Although Harry has dreamed about the Ministry of Magic
before, this is the first time Harry has experienced the dream from
the point of view of another entity. Harry knows Voldemort is capable
of transforming himself into a snake and wastes no time in realizing that
in this particular dream, he was Voldemort. Even
more upsetting to Harry is the pleasure he seemed to take in the
attack. Not only was Harry privy to the snake’s point of view, but
he was also able to feel the same emotions the snake experienced—in
this case, extreme pleasure. Harry reluctantly admits this to Dumbledore
but later lies about it to Sirius and the Weasley children, with
the exception of Ron, who witnessed Harry’s confession to Dumbledore. Harry
eventually tells the truth to Sirius as well. Harry feels implicated
by his perspective on the attack, as if he is somehow responsible
for what he saw and the pleasure he experienced. Harry has always
been able to tell when Voldemort was feeling an extreme emotion,
but in the past, those emotions remained separate from Harry’s own
experiences. In the dream, for the first time, Harry couldn’t determine
where he himself ended and Voldemort began.

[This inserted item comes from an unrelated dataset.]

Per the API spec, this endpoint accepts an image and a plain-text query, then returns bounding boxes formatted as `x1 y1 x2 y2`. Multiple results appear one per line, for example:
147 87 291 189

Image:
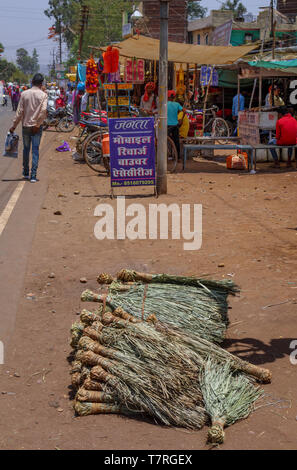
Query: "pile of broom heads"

Though the dream was shocking to Harry, Dumbledore
doesn’t seem particularly surprised that Harry actively inhabited
the body of the snake, and he seems to anticipate that this will
be a part of Harry’s story. He seems to ask Harry about it only
to confirm his suspicions. Once again, adults seem privy to all
sorts of information children are simply not allowed to know, which
in this case seems particularly unfair. Harry was the one to experience
the disturbing vision, but Dumbledore refuses to grant him access
to all the pieces of the puzzle. For Harry, this lack of knowledge
brews more confusion and unhappiness, and, later, becomes an essential
part of his troubles. In the meantime, he is forced to deal with
his confusion on his own.
When Dumbledore hears about Harry’s vision, he immediately turns
to the portraits of former Headmasters and Headmistresses hanging
on his office walls, and, in doing so, reveals a small bit of the ancient
and complex history of Hogwarts. No Headmaster or Headmistress ever
actually leaves the school, even though they may die or be replaced.
Instead, they line the walls of the current Headmaster’s office, free
to move about between their portraits and dispense advice. Although
the current Headmaster is certainly in control of Hogwarts, the
talking walls of Dumbledore’s office prove that there is also a
comforting and supportive balance of opinion in place.
Harry’s ability to see the thestrals recalls the end of
Book IV, where Harry watched helplessly as Voldemort brutally murdered Cedric
Diggory, Cho Chang’s boyfriend. Most loyal followers of the Harry
Potter books will notice that Harry seems to be a very different
young man at the start of Harry Potter and the Order of
the Phoenix, and he has changed most likely because of
having seen death so closely. Watching Cedric’s murder was traumatic
for Harry, and he is more skeptical now, easier to anger, and less
responsive to authority figures. His new feelings range from the
expected, such as his intense dislike of Umbridge, to the surprising,
such as his newfound disappointment in Dumbledore.